DMT might be the real philosopher's stone. It certianly appears that way.
An alchemist I know refers to DMT as "philosopher's crack." Now, considering that crack comes in "rocks," and "rock" is another word for "stone," you may well be right.
Greetings!

I don't have any first-hand experience in alchemical preparations of drugs, but from what I understand
from the literature, an ens of a plant will remove any toxic and narcotic properties.

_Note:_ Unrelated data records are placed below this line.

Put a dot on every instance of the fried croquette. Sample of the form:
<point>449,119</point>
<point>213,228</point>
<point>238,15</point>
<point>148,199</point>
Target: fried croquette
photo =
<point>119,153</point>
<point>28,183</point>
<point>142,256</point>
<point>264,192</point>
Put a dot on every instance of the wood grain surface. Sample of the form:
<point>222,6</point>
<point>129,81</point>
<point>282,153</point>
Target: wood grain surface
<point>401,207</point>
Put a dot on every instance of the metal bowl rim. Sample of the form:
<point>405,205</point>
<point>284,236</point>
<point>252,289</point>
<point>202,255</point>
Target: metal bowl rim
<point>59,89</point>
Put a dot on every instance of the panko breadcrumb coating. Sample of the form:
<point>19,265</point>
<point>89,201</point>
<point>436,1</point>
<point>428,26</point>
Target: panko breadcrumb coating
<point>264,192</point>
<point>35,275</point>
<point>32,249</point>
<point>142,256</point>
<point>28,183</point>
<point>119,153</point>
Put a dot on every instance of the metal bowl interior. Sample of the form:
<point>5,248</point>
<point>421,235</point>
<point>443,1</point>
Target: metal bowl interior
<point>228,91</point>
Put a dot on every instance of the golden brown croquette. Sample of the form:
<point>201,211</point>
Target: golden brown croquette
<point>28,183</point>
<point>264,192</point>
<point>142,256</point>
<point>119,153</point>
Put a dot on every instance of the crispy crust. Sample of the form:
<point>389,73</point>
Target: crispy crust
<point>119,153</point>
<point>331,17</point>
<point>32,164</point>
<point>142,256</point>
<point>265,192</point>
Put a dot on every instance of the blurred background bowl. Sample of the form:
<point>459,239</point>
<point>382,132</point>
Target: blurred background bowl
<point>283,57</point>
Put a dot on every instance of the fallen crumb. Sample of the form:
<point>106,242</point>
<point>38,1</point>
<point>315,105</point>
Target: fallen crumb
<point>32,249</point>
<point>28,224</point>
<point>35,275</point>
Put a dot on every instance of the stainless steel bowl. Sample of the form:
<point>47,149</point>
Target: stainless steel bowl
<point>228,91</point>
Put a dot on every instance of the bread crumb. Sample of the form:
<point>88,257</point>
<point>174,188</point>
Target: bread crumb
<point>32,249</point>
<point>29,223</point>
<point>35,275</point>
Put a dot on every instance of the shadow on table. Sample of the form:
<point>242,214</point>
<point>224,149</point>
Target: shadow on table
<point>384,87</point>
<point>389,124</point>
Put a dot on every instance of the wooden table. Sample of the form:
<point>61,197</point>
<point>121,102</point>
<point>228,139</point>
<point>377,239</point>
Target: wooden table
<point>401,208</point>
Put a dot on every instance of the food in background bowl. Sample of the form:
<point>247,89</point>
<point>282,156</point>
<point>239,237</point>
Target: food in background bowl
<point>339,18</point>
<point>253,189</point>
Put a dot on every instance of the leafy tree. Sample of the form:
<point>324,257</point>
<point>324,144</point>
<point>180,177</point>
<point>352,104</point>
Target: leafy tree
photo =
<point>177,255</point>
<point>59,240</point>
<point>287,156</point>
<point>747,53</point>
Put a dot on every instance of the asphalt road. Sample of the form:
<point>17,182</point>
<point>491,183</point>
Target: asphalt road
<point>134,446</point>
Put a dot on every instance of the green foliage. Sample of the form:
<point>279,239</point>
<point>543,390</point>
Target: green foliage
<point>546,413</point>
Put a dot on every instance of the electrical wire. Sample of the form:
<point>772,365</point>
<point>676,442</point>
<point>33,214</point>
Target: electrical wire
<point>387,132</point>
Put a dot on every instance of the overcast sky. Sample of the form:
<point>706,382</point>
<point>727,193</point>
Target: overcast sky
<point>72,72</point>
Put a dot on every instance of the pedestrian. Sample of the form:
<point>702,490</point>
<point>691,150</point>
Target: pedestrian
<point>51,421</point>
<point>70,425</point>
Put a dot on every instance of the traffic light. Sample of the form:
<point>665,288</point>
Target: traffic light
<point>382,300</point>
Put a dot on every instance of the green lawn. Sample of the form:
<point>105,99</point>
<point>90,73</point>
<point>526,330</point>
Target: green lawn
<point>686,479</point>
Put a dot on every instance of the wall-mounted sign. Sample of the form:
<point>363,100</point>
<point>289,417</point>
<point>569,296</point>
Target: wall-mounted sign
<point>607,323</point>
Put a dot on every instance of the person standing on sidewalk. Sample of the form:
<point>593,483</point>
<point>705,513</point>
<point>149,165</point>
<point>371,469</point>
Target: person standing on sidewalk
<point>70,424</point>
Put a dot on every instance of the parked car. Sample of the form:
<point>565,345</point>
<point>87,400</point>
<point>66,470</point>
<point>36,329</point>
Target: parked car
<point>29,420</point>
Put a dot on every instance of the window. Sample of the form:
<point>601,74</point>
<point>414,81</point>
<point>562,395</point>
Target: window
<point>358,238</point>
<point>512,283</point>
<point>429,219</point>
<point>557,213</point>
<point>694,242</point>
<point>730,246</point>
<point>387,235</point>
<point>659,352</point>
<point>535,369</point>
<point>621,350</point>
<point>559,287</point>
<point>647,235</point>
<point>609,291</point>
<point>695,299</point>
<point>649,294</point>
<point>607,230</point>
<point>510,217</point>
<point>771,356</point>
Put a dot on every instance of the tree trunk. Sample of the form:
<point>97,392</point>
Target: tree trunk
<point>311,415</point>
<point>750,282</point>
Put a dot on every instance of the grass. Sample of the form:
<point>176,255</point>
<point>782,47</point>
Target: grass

For example, Starkey's diaphoretic pill, aka Matthew's pill, had the poppy in it, but he said it's narcotic
properties were removed by volatile alkali, which creates entia of plants. It also had deadly plants, the hellebore,
and it's poisonous properties were removed and only the medicine is left.
This should be taken into account when considering Paracelsus' use of poppy.

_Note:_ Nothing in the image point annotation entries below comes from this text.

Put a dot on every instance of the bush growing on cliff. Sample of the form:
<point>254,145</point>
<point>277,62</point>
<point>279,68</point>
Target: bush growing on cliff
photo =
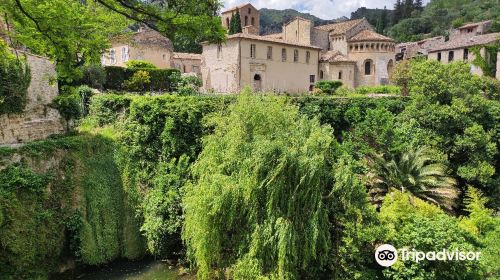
<point>264,195</point>
<point>15,78</point>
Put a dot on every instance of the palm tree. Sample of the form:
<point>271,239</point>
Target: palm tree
<point>413,171</point>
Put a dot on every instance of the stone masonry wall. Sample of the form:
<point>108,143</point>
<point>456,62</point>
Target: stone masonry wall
<point>38,121</point>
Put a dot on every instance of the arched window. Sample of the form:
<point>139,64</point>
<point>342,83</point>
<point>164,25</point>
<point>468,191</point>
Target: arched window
<point>390,66</point>
<point>368,67</point>
<point>112,56</point>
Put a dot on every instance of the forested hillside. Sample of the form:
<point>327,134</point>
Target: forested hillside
<point>271,21</point>
<point>411,24</point>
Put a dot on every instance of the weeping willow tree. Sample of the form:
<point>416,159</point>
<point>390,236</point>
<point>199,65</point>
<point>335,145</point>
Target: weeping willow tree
<point>261,199</point>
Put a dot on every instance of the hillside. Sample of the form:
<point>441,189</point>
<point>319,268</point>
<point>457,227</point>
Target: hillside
<point>271,21</point>
<point>439,15</point>
<point>372,15</point>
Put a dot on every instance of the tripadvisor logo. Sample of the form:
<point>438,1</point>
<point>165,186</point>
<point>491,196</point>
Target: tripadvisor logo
<point>386,255</point>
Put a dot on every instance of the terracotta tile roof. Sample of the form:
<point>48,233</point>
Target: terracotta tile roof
<point>237,8</point>
<point>274,36</point>
<point>187,56</point>
<point>269,39</point>
<point>340,27</point>
<point>333,56</point>
<point>474,24</point>
<point>144,37</point>
<point>369,35</point>
<point>463,42</point>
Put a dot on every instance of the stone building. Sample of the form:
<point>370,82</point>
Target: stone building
<point>249,17</point>
<point>471,29</point>
<point>187,63</point>
<point>265,64</point>
<point>409,50</point>
<point>462,42</point>
<point>349,51</point>
<point>39,119</point>
<point>146,44</point>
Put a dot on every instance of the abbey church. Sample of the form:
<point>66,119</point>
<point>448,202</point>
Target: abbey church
<point>293,60</point>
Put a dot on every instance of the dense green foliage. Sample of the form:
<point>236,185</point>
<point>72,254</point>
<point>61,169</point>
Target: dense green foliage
<point>271,20</point>
<point>140,64</point>
<point>243,212</point>
<point>47,27</point>
<point>439,15</point>
<point>414,224</point>
<point>262,186</point>
<point>414,171</point>
<point>15,78</point>
<point>118,78</point>
<point>73,207</point>
<point>328,87</point>
<point>235,24</point>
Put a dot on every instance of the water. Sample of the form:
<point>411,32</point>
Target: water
<point>143,270</point>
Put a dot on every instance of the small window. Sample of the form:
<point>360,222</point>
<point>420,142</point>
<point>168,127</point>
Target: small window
<point>219,51</point>
<point>252,51</point>
<point>269,52</point>
<point>124,54</point>
<point>112,56</point>
<point>368,67</point>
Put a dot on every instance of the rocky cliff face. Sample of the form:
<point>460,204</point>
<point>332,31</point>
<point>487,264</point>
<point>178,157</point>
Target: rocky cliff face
<point>39,120</point>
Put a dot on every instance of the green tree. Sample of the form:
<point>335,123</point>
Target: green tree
<point>258,193</point>
<point>414,224</point>
<point>235,24</point>
<point>414,172</point>
<point>75,32</point>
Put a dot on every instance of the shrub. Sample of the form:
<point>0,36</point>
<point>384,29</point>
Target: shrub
<point>328,87</point>
<point>85,93</point>
<point>189,85</point>
<point>164,79</point>
<point>382,89</point>
<point>140,64</point>
<point>93,76</point>
<point>160,79</point>
<point>15,78</point>
<point>115,76</point>
<point>139,81</point>
<point>106,108</point>
<point>69,105</point>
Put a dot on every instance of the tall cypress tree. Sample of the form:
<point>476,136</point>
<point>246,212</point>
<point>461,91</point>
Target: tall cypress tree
<point>398,12</point>
<point>235,24</point>
<point>419,5</point>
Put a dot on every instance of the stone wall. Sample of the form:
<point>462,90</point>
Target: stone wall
<point>38,121</point>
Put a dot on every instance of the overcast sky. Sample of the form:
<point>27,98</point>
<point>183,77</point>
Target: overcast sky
<point>325,9</point>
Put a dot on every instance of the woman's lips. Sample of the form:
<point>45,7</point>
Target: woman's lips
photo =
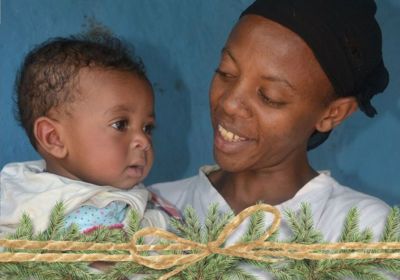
<point>228,142</point>
<point>228,135</point>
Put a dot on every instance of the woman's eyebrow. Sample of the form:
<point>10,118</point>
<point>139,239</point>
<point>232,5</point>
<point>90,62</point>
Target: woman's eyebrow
<point>226,51</point>
<point>278,79</point>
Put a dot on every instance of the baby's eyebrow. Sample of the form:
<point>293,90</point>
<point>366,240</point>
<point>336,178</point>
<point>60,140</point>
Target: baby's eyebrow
<point>117,109</point>
<point>121,108</point>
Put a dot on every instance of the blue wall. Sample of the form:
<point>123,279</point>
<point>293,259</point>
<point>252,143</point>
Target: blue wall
<point>180,41</point>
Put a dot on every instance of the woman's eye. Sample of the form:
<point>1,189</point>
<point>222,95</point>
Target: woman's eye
<point>267,100</point>
<point>148,129</point>
<point>224,74</point>
<point>121,125</point>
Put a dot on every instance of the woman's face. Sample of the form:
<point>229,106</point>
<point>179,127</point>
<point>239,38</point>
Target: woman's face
<point>266,97</point>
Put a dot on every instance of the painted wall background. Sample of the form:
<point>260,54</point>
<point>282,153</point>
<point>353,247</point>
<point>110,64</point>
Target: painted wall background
<point>179,42</point>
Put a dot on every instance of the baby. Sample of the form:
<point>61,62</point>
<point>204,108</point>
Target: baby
<point>88,109</point>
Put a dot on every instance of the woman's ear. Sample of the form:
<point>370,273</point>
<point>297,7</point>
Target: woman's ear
<point>337,111</point>
<point>49,138</point>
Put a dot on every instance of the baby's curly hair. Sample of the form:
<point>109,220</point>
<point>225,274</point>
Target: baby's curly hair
<point>46,77</point>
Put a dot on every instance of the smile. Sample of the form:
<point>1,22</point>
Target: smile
<point>228,135</point>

I plan on doing an ens of A. muscaria soon. I'll let you know the results.

Yes, making tinctures won't qualify you as an alchemists, but after some ens and a plant stone, if you
are initiated by these, you may claim a little status. One author(ity) says that after accomplishing the
circulatum minus you may then call yourself an alchemist. ???
Careful with A muscaria -- make sure you expose it to sustained heat at some point in the process to convert the ibutonic acid into muscimol.

Why would you want to remove the psychoactive components? To my understanding, those are the medicine... so it's nonsensical to say that they're gone but the medicine remains. With the poppy, for instance, the medicinal property is as an analgesic/anaesthetic. It's used to dull pain, because it contains certain chemicals which happen to dull pain. Removing those chemicals, and then still using it to dull pain, is just strange.
It's not a wanting to. The ens just does that because of its perfect balance.
I'm just saying you might want to stick to tinctures or something that concentrates the property you want.
I don't think you want to make the ens. But try it, by all means. I just don't think it will concentrate the psychoactive property.
I'll find out with the Amanita. (They were well-dried in the oven.)

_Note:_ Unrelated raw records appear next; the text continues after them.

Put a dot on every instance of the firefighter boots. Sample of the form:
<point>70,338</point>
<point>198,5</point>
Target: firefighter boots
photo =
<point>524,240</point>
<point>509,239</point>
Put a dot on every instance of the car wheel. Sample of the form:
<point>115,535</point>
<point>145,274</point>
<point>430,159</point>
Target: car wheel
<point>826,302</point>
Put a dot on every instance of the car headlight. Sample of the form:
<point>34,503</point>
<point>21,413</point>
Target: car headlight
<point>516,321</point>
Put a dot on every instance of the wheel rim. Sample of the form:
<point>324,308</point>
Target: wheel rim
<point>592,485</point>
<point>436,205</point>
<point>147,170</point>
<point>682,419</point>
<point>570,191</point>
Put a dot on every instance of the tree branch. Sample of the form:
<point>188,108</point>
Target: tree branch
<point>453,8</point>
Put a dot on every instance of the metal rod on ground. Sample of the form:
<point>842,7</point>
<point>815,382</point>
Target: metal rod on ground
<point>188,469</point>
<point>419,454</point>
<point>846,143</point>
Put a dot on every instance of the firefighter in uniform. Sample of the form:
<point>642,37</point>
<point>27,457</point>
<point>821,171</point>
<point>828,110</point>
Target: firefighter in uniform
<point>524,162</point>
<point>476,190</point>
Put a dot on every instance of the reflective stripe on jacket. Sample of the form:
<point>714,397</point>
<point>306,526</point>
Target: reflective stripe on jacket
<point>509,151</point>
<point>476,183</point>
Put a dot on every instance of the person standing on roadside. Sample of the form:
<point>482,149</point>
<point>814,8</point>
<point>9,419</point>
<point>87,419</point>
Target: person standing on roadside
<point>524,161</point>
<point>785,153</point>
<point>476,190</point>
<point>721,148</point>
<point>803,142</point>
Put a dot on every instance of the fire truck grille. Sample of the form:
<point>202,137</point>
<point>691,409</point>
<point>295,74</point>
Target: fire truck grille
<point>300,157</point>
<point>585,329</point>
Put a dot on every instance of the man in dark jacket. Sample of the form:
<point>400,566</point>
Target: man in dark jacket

I don't think opium is a narcotic because of its analgesic properties. Do you?
Why else would it be narcotic aside from its analgesic properties? It functions as an analgesic by attaching at what we call opiod receptors (mainly we call them that because it's where it attaches. Circular much?), and it's the eventual building of tolerance to this action which leads to its addictiveness.

Paracelsus said that everything is toxic, it just depends on how much you take. I agree with him. The goal should be to purify the desired substance and then to administer the *exact right amount* for most benefit and least risk. Washing/burning away impurities and extracting undesired chemicals (such as toxins) is an important part of that, but only insofar as you preserve the part which has a medicinal value. Otherwise you might as well just drink water.

Maybe you're right then that I shouldn't be doing ens. Yet I feel that they're an operation basic enough that I should have done it at some point. Maybe as one stage of a longer operation? For instance, a possible formula...

Plant matter, ground in pestle, is made into an ens. The salt, having been strained off, is then added to aqua vitae and refluxed for two hours, after which it is strained again and the mercury is boiled off in a retort and gathered. We'd then have the ens, which would contain some of the chemicals in the plant (probably the polar ones in particular? Anyone more confident than I on the chemistry of an ens?), the remaining salt and all the sulphur that wasn't extracted in the process of making the ens.

Now what would you do then? Calcinate the salt and add half to each? Calcinate half the salt only and infuse into all of it (burnt and unburnt) the sulphur taken by the alcohol? Maybe mix all three in a numerologically significant ratio?